Of rugby unions and leagues

Published : Dec 09, 2010 00:00 IST

When England beat Australia in the Autumn International Rugby Union match it was the best show from an England side in years and crowned by a try which Chris Ashton scored after running the length of the field past three defenders he made appear, well, at least as unfit as those old time League players, writes Ted Corbett.

Just after World War II, when I was a young lad trying to make my way in any sport and attempting to master them all from cricket to canasta and hockey to handball, a man's social class was defined by the form of Rugby he played.

The posh types were Rugger or Rugby Union types; we Northern working lads settled for Rugby League.

The Rugby Union stars were the ex-university, glamorous, unpaid, carefree men of leisure like the fighter pilots of the war. Rugby League players were, to hear the whispers, the lower orders, only interested in cash. Nothing could have been further from the truth but the myth lasted for a century.

The boundaries were firmly drawn and could only be crossed — as I found to my pleasure — while doing National Service in the Armed Forces.

The Army, the Navy and the Royal Air Force did not give a damn. Welcome, they said as you marched on to the parade ground for the first time, and as soon as you have done a day's drill you can play Rugby Union as an amateur and we will forget you once earned a pound or two playing Rugby League.

I never earned a penny from any game apart from Bingo but the mere playing of Rugby League — the 13-a-side version, with help for those who wished to attack — meant you were excluded from the (as we rough Northern lads saw it) snobbish, boring and defensively-minded ranks of Rugby Union.

It is a far better game now since they have changed the rules but the game, designed to give as many schoolboys a game as possible rather than attract spectators, was the easier to play. You could either be fleet of foot, big, strong and nasty; or clever and by-pass the unfit, elderly and inept who made pathetic attempts to stop you.

Or you could just look on it as a good way to work up an appetite for the oceans of beer that waited once the game was finished.

League had begun in the 1890s when the workers wanted repayment of the money they lost every week-end by paying instead of working. With a better leadership they might have won their case but instead the one code of 15-a-side split and years later the division was as distinct as ever.

The best Union players — particularly Welshmen — changed codes for vast sums of money and the knowledge that they could never return to Union. Some were highly successful.

I knew one who broke his leg in two places and was taken off to hospital. Several of us went to visit him that night and asked how he had found League. “It's all right,” he said. “But of course the money is not as good.”

“What,” we exclaimed. “Union players are supposed to be amateurs.”

He was either daft or a magnificent actor. “Being an amateur means finding as much as a week's wages in your boot after every game,” he explained. We sighed as we contemplated the hypocrisy of it all.

The antagonism between the two codes were swept away a few years ago as sport commercialism grew and even the richest Union amateurs thought they ought to earn at their game. Now players switch from Union to League and back again so easily I wonder if they are always aware which game they are playing.

Soon after the codes cut out the antagonism it emerged that the great Union club Bath had had scouts at League practice sessions for years to learn the secrets of attacking play. They ran away with the championship as a result. Hypocrisy? No, commonsense.

The League game has undergone a transformation. I sat with two players a few years ago as we watched a re-run of an old international match.

“Look how their stomachs bulge. They're not fit. You cannot play the modern game carrying so much weight,” they concluded.

Now League players look the fittest of any team men I see week by week. They carry no extra weight and some of them are among the fastest men outside the athletics stadium.

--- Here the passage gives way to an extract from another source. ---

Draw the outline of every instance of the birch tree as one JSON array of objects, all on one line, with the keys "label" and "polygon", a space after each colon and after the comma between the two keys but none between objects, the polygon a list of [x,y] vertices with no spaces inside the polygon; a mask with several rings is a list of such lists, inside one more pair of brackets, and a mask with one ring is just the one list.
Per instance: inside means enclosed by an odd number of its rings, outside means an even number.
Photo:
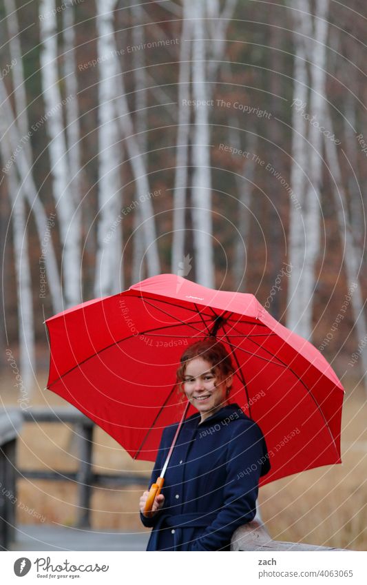
[{"label": "birch tree", "polygon": [[[116,0],[96,0],[98,74],[98,249],[94,294],[118,291],[121,246],[120,148],[115,99],[117,74],[114,10]],[[123,273],[123,271],[122,271]],[[122,277],[122,274],[121,274]],[[121,280],[123,279],[121,278]],[[121,282],[123,287],[123,282]]]},{"label": "birch tree", "polygon": [[[328,0],[316,3],[313,30],[309,1],[297,0],[295,6],[297,10],[293,25],[295,50],[291,183],[293,192],[302,207],[302,214],[297,215],[298,206],[291,201],[289,241],[293,270],[289,283],[287,325],[303,337],[311,338],[315,265],[320,239],[322,134],[316,125],[308,124],[307,127],[302,121],[304,116],[300,109],[297,111],[297,103],[303,104],[304,108],[307,107],[306,59],[309,56],[309,109],[317,120],[324,119]],[[306,135],[309,145],[305,140]]]},{"label": "birch tree", "polygon": [[205,5],[191,0],[193,22],[192,95],[197,104],[194,112],[192,156],[194,161],[191,187],[192,223],[196,280],[213,288],[211,220],[211,176],[209,152],[209,107],[205,67]]},{"label": "birch tree", "polygon": [[[4,164],[9,161],[12,150],[6,134],[7,121],[3,112],[0,112],[0,141],[1,157]],[[35,367],[34,325],[32,281],[25,224],[25,208],[23,191],[19,185],[17,169],[13,165],[8,174],[8,192],[12,204],[11,222],[13,232],[14,258],[17,279],[18,328],[20,372],[24,388],[30,392]]]},{"label": "birch tree", "polygon": [[[0,80],[0,100],[3,103],[2,108],[8,122],[7,134],[8,134],[10,147],[12,152],[15,152],[21,142],[22,143],[23,147],[19,153],[14,164],[17,165],[20,177],[20,187],[34,218],[39,244],[42,247],[45,234],[48,230],[48,218],[33,179],[30,141],[22,141],[22,137],[28,134],[29,122],[17,12],[14,0],[5,0],[4,6],[7,14],[6,23],[10,51],[17,61],[17,67],[12,69],[15,116],[13,115],[2,79]],[[47,254],[45,256],[45,265],[52,308],[54,313],[59,313],[62,310],[63,307],[62,289],[52,239],[48,244]]]},{"label": "birch tree", "polygon": [[117,83],[118,92],[116,105],[118,123],[125,138],[129,161],[136,184],[136,191],[139,196],[139,210],[143,220],[142,231],[147,256],[147,273],[149,276],[154,276],[155,274],[158,274],[160,269],[154,210],[151,199],[149,196],[150,187],[148,172],[134,130],[133,121],[126,99],[123,73],[121,72],[118,76]]},{"label": "birch tree", "polygon": [[[62,276],[67,307],[81,299],[81,226],[68,181],[63,101],[59,85],[57,26],[55,0],[40,0],[39,34],[41,78],[50,136],[48,152],[52,174],[52,192],[63,243]],[[68,96],[67,99],[76,99]]]},{"label": "birch tree", "polygon": [[[325,112],[325,121],[331,130],[333,127],[331,116],[328,110]],[[349,286],[353,286],[353,292],[350,294],[352,310],[359,343],[367,340],[367,327],[364,316],[366,300],[361,286],[360,272],[362,266],[363,252],[357,245],[353,238],[353,225],[348,211],[346,194],[345,192],[342,172],[334,142],[329,138],[325,137],[325,148],[331,174],[334,202],[337,209],[337,217],[339,225],[339,234],[343,244],[343,263],[347,282]],[[367,351],[362,346],[360,353],[362,364],[362,377],[365,391],[367,394],[367,378],[364,374],[367,372]]]},{"label": "birch tree", "polygon": [[[187,189],[189,141],[190,136],[190,55],[191,28],[190,4],[187,0],[182,6],[182,25],[180,45],[178,71],[178,99],[177,114],[177,139],[176,144],[176,169],[174,187],[174,216],[171,271],[178,274],[180,263],[185,258],[186,192]],[[185,276],[188,274],[182,275]]]},{"label": "birch tree", "polygon": [[[144,19],[144,10],[141,4],[136,4],[131,8],[132,16],[134,19],[134,26],[132,30],[133,45],[143,45],[145,37],[145,27],[142,26]],[[136,125],[136,140],[142,153],[144,163],[147,165],[147,130],[148,128],[147,105],[148,96],[147,91],[147,75],[145,69],[145,59],[144,51],[134,51],[132,54],[132,65],[134,70],[134,81],[135,85],[135,118]],[[145,277],[144,272],[144,241],[141,237],[140,225],[143,215],[140,206],[135,210],[134,215],[134,234],[133,237],[133,254],[132,280],[138,283]]]},{"label": "birch tree", "polygon": [[78,83],[75,62],[75,32],[74,19],[74,0],[65,0],[63,10],[63,79],[66,96],[74,96],[74,99],[65,103],[66,143],[67,145],[67,164],[70,170],[70,189],[75,207],[75,220],[81,225],[80,203],[81,201],[81,160],[80,149],[79,107]]}]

Take the example of Chris Ashton who scored two tries for England against Australia recently. It was the best show from an England side in years and crowned by a try which Ashton scored after running the length of the field past three defenders he made appear, well, at least as unfit as those old time League players.

Ashton is a well-known League name. One Eric Ashton captained England some years after playing alongside me in an Army trial match and both Eric and Chris played for Wigan, the finest modern Rugby League club,

Eventually Chris moved to Northampton but his instinctive decision-making on the field was always based on his League experience. Hard as the coaches tried they could not break him of the habit of expecting a pass when his partner sometimes preferred to go down in a tackle to give the team a chance to regroup.

One evening on the way home from a match he even told his pals he might return to League.

Someone, somewhere had faith in his ability and, quite unexpectedly, he was chosen for England and now there is talk that he might be a star for years to come.

Good luck to him. I tell you, it could never have happened when I was playing.